I hope these few hints will help.
To find the probability that all three people selected are left-handed, we need to calculate the probability of selecting one left-handed person three times in a row.
Given that 10% of the population is left-handed, the probability of selecting a left-handed person is 0.10.
Since each selection is independent of the others, the probability of selecting three left-handed people in a row is calculated by multiplying the individual probabilities together:
Probability of selecting a left-handed person = 0.10
Probability of selecting three left-handed people in a row = (0.10) * (0.10) * (0.10) = 0.001
Therefore, the probability that all three randomly selected people are left-handed is 0.001 or 0.1%.
Now, to calculate the mean and standard deviation of left-handed people in groups of 50:
Given that 10% of the population is left-handed, in a group of 50 people, the expected number of left-handed individuals would be:
Mean = 0.10 * 50 = 5
The variance is calculated by multiplying the probability of being left-handed (0.10) with the probability of not being left-handed (1 - 0.10 = 0.90) and then multiplying by the sample size:
Variance = (0.10) * (0.90) * 50 = 4.5
Thus, the standard deviation is the square root of the variance:
Standard deviation = √4.5 ≈ 2.12
Therefore, the mean number of left-handed people in groups of 50 is 5, and the standard deviation is approximately 2.12.
To calculate the probability that all three people randomly selected are left-handed, we can use the concept of independent events. Since the selection of each person is independent, we can multiply the probabilities together.
Given that 10% of the population is left-handed, the probability of selecting a left-handed person is 0.10, or 10%.
P(all three are left-handed) = P(left-handed) * P(left-handed) * P(left-handed)
= 0.10 * 0.10 * 0.10
= 0.001 or 0.1%
Therefore, the probability that all three randomly selected people are left-handed is 0.1%.
To calculate the mean and standard deviation of left-handed people in groups of 50, we first need to determine the expected number of left-handed individuals.
Given that the overall proportion of left-handed people is 10%, the expected number of left-handed individuals in a group of 50 can be found by multiplying the proportion by the group size.

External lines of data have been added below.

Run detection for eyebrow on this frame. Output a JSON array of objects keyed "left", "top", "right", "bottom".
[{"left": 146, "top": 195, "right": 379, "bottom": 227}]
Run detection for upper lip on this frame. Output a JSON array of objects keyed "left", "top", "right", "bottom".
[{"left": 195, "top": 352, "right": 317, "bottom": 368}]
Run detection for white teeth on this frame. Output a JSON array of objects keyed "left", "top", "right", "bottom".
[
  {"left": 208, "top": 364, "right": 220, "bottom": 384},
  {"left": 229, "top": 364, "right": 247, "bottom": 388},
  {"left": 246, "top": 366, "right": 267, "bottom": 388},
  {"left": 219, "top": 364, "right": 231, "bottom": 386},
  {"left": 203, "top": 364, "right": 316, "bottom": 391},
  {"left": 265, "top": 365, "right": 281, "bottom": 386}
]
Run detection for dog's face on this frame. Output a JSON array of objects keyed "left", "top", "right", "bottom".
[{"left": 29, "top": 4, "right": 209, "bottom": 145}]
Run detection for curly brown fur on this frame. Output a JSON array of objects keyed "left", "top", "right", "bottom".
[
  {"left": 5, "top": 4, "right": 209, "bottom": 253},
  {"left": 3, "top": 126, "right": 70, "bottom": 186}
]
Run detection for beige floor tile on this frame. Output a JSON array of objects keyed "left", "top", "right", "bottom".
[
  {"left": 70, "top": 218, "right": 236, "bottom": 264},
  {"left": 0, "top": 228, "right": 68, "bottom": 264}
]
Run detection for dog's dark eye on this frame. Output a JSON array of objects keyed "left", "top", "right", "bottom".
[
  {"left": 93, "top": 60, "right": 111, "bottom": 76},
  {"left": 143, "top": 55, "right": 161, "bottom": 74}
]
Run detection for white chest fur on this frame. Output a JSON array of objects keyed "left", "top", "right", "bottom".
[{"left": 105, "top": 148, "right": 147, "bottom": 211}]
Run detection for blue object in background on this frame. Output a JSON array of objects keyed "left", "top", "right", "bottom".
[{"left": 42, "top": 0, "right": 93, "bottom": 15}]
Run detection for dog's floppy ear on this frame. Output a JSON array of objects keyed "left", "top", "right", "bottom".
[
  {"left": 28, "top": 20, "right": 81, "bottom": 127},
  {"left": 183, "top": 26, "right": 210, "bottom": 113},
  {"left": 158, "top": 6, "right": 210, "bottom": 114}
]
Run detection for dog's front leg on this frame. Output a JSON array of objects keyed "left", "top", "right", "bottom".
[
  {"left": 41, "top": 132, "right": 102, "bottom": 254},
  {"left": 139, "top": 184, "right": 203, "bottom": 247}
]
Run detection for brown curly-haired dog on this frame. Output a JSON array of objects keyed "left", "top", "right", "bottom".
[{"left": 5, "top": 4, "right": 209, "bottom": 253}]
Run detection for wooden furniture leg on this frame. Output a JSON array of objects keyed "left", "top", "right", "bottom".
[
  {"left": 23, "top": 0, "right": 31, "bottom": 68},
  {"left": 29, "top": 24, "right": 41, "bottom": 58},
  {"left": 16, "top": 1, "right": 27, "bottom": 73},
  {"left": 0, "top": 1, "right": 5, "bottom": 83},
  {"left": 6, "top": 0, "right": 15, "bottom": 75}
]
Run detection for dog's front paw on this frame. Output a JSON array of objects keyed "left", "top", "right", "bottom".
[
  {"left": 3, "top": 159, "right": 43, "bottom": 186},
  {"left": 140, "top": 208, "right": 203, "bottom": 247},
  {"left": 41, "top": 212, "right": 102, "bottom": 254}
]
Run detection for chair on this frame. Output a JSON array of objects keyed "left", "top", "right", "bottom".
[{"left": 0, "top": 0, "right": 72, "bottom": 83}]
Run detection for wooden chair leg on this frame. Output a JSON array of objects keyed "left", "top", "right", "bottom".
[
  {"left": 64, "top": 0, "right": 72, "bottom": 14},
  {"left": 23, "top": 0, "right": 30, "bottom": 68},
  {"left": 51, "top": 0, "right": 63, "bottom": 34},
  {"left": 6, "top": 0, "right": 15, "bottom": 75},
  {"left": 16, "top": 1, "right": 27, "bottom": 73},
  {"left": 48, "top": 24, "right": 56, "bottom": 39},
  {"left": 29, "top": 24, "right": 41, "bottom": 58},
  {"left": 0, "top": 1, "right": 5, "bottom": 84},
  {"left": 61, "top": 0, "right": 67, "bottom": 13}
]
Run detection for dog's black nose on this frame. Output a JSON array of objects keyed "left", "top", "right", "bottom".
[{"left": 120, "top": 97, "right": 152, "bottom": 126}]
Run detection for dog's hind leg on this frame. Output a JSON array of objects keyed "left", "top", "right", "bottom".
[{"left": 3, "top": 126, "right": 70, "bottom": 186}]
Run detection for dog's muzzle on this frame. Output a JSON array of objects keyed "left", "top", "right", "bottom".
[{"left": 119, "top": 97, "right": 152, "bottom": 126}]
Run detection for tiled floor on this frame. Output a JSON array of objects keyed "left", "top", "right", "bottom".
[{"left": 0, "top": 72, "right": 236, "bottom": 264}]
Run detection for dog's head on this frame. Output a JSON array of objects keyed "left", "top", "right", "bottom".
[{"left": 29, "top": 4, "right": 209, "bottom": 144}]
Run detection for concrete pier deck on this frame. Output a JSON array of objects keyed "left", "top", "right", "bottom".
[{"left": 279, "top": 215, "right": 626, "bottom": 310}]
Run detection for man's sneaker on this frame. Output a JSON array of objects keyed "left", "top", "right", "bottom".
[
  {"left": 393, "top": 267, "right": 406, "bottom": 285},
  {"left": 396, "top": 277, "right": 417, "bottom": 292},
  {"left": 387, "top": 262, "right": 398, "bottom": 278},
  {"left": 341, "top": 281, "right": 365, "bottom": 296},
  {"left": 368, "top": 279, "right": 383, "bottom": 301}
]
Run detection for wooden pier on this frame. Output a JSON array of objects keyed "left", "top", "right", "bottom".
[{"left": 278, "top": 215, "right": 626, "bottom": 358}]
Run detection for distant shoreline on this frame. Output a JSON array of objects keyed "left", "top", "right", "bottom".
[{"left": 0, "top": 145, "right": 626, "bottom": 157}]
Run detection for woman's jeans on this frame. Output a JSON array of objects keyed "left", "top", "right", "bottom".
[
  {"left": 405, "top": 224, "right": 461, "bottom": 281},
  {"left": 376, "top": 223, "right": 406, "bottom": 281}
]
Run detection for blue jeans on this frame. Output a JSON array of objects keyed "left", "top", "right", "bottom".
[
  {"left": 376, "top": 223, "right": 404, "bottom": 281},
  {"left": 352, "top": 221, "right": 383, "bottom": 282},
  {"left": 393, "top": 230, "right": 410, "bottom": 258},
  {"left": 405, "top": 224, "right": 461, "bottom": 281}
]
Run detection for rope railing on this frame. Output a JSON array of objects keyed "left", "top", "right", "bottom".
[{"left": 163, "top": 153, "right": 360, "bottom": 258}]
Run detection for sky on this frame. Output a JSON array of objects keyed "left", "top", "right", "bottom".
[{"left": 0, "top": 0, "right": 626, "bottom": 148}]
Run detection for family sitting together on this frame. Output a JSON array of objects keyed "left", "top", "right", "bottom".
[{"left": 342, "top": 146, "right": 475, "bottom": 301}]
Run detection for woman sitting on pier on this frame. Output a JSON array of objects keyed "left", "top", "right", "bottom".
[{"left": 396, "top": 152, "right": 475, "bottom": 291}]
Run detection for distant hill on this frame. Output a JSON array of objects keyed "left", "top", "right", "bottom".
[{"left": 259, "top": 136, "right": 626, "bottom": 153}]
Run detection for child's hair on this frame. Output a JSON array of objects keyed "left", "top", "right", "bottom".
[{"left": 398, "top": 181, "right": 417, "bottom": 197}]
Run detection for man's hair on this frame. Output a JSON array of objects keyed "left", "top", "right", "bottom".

Mean = Proportion * Group Size
= 0.10 * 50
= 5
Therefore, the mean number of left-handed individuals in a group of 50 is 5.
To calculate the standard deviation, we can use the formula for the standard deviation of a binomial distribution:
Standard Deviation = sqrt(n * p * (1 - p))
where n is the group size and p is the proportion of left-handed individuals.
Standard Deviation = sqrt(50 * 0.10 * (1 - 0.10))
= sqrt(50 * 0.10 * 0.90)
≈ sqrt(4.5)
≈ 2.12 (rounded to two decimal places)
Therefore, the standard deviation of left-handed individuals in a group of 50 is approximately 2.12.